SoFi Money boasts bells and whistles that many standard bank accounts don’t. Noteworthy features include:

  • Unlimited ATM fee reimbursements if you are charged a fee at an ATM that accepts Visa
  • SoFi membership benefits (more on that below)
  • No regular maintenance fees
  • No overdraft fees
  • No foreign transaction fees (SoFi covers the 1% foreign exchange fee charged by Visa)
  • No minimum required opening deposit

However, there are also caveats to consider when evaluating SoFi Money. First, FDIC coverage does not apply right away — your funds are only protected once they arrive at the partner bank they are swept into, which could take up to two business days. Additionally, there are some fairly restrictive withdrawal limits, which we detail below.

Is SoFi Money a checking account or savings account?

SoFi Money is neither a checking account nor a savings account — it’s a hybrid account type that has become an increasingly popular offering from fintech companies. Since most fintechs are not banks, they cannot secure FDIC insurance on their own. That’s why they use partner banks to hold your deposits.

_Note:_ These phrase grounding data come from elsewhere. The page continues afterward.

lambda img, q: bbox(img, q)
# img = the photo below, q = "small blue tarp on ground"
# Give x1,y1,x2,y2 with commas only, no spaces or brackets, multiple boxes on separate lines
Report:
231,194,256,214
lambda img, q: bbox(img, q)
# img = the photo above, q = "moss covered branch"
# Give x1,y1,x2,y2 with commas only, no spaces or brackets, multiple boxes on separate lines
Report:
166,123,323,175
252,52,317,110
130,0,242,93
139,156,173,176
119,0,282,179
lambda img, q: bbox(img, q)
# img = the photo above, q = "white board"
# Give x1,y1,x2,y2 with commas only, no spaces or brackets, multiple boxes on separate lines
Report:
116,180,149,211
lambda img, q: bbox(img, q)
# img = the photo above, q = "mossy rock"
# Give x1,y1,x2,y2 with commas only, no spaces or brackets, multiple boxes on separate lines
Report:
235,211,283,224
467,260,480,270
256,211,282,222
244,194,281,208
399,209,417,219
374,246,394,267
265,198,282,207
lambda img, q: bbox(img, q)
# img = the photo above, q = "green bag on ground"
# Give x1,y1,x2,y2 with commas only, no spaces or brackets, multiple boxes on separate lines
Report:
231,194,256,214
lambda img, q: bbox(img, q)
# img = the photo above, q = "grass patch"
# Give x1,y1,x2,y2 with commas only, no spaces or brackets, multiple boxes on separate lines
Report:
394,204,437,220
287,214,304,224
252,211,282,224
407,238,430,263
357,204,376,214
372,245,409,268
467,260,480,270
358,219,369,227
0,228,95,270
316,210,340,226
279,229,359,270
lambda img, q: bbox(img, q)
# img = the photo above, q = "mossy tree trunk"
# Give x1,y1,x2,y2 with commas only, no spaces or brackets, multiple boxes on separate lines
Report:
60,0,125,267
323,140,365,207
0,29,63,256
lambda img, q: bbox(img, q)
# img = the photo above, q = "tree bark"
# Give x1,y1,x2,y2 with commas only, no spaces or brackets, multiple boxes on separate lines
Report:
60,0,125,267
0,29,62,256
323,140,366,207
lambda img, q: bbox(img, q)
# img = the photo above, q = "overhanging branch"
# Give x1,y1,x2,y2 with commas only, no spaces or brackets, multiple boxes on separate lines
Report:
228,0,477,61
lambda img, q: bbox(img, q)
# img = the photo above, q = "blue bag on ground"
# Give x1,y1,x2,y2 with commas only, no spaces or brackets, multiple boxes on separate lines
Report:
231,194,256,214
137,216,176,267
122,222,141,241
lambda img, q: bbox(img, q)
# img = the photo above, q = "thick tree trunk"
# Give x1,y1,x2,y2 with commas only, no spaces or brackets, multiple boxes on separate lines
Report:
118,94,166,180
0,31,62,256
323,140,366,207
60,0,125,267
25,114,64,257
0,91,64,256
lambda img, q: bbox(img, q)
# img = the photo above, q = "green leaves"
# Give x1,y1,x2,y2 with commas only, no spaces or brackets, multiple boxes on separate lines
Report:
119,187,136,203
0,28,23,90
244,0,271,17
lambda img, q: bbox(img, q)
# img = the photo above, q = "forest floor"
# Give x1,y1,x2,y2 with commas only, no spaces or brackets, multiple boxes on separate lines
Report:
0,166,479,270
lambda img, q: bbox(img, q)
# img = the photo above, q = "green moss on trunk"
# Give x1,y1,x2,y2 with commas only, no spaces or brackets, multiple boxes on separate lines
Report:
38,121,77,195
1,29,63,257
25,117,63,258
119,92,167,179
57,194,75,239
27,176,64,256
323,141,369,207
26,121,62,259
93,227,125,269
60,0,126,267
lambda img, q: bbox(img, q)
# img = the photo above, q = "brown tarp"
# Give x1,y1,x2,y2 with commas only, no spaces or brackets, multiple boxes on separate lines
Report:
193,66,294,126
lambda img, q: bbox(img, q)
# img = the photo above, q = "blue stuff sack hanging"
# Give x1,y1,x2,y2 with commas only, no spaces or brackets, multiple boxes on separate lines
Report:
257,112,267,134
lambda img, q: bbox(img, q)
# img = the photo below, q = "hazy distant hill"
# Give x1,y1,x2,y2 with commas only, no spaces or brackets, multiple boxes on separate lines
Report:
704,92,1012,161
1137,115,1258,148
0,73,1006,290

The idea of cash management accounts is that they are a hybrid of checking accounts and savings accounts. While traditional savings accounts are limited to six transfers per month, due to the Federal Reserve’s Regulation D, cash management accounts like SoFi Money aren’t subject to such limits and allow for more (or unlimited) withdrawals and transfers.

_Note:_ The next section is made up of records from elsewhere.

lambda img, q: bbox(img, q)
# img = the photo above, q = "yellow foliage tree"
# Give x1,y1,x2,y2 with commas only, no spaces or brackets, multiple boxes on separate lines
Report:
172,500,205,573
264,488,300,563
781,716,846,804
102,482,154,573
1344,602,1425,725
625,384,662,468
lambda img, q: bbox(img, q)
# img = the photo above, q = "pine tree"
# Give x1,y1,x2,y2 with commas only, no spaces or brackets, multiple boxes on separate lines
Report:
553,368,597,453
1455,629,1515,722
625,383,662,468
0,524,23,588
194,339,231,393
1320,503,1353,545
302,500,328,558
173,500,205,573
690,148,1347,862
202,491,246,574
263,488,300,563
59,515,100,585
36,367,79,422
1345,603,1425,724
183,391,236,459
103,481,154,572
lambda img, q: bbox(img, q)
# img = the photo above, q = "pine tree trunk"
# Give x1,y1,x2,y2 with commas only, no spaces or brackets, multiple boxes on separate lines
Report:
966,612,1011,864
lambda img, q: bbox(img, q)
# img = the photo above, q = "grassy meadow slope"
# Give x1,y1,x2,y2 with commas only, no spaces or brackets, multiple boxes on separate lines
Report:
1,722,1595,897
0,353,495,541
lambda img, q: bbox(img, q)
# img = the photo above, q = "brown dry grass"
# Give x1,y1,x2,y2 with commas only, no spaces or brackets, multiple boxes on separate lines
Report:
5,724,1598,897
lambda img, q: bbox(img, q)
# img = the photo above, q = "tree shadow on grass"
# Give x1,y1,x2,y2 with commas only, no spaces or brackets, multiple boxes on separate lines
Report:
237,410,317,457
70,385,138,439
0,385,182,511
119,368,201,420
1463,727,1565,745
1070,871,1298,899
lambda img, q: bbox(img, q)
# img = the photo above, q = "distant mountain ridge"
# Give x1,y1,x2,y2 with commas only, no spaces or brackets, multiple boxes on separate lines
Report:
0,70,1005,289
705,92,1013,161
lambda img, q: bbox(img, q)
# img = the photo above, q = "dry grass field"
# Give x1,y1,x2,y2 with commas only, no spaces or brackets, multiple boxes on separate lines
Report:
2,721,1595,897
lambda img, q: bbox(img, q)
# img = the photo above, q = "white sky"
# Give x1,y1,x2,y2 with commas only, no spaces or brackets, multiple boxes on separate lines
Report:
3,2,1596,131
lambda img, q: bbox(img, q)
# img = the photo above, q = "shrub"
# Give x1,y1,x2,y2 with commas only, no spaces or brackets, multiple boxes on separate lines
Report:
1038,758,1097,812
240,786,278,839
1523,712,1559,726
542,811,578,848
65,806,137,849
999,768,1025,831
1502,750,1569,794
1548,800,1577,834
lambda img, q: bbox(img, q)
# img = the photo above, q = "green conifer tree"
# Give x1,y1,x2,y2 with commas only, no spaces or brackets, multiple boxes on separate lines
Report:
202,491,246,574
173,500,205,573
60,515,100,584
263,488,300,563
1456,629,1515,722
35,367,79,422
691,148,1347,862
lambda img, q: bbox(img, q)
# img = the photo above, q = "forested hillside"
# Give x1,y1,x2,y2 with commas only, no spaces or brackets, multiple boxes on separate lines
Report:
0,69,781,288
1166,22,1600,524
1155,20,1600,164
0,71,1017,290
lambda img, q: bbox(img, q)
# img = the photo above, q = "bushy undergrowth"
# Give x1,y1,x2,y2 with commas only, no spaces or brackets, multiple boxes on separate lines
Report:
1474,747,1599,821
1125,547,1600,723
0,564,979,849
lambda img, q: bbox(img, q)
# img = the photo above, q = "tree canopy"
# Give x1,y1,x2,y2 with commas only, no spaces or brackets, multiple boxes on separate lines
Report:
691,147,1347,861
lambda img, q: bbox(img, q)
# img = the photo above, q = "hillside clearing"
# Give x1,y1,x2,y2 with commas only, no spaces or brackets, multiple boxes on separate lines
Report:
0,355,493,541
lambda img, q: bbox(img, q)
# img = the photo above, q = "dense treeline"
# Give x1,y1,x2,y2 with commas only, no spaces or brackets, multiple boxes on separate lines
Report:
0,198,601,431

SoFi Money does offer a feature that lets you segregate funds for long-term savings, called Vaults. You can establish multiple Vaults to earmark money for different goals, but they are not separate accounts, only partitions within your account. You can’t withdraw money directly from a Vault — funds must first be transferred to your SoFi Money account before they can be accessed.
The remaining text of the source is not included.